Amid warnings that the U.S. government could run out of money to pay its bills sooner than expected, analysts are predicting lots of posturing in Washington in the days and weeks ahead — and therefore potentially choppy markets.
The Bipartisan Policy Center on Monday estimated the Treasury could hit its debt ceiling in the first half of September. Then on Friday, Treasury Secretary Steven Mnuchin cautioned House Speaker Nancy Pelosi and other congressional leaders about “a scenario in which we run out of cash in early September, before Congress reconvenes,” as he urged them to raise the debt limit before the House starts its six-week August recess on July 26.
The Bipartisan Policy Center’s prediction “could mean that September is a volatile month in Washington and for financial markets,” said KBW analysts in a note.
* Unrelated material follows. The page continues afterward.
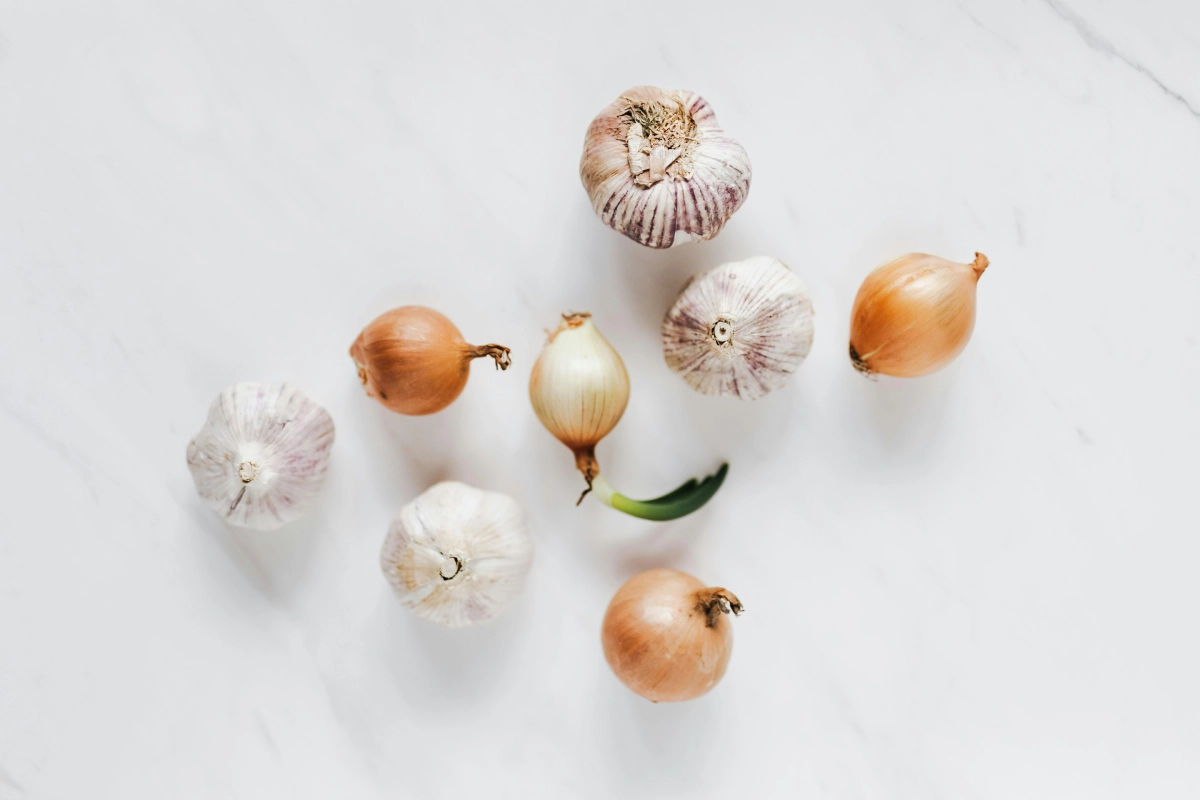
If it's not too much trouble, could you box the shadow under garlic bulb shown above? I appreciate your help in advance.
[580,86,751,248]
[849,252,989,377]
[601,568,742,702]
“‘Normal’ does not live in Washington anymore, so while we think chances favor a resolution on the issue, we also need to acknowledge that the chances Congress will drop the ball have risen,” they also wrote. KBW’s team said both Republicans and Democrats want to avoid another partial government shutdown, but the “December/January shutdown showed that political compromise is a lost art and a repeat of that shutdown is possible, even if unlikely.”
Related: Shutdown ends, after becoming the longest on record — by a wide margin
Meanwhile, Capital Alpha Partners analysts said they “expect a budget-related kerfuffle in September” following the think tank’s warning on Monday. They said Mnuchin and Mick Mulvaney, President Donald Trump’s chief of staff, don’t look likely to succeed in their effort to separate the debt-limit issue from funding matters. Pelosi has repeatedly said the Democratic-controlled House won’t pass legislation to increase the government’s borrowing cap until the Trump administration agrees to boost spending limits on domestic programs.
“We anticipate the building of mild suspense over the debt limit,” Capital Alpha’s team wrote.
“This will likely include headlines on how the safe and rational thing to do would be to extend the ceiling, alone or alongside a funding agreement, before the August recess. Nevertheless, we expect failure in such efforts, leaving the issue for lawmakers to address when they return in September.”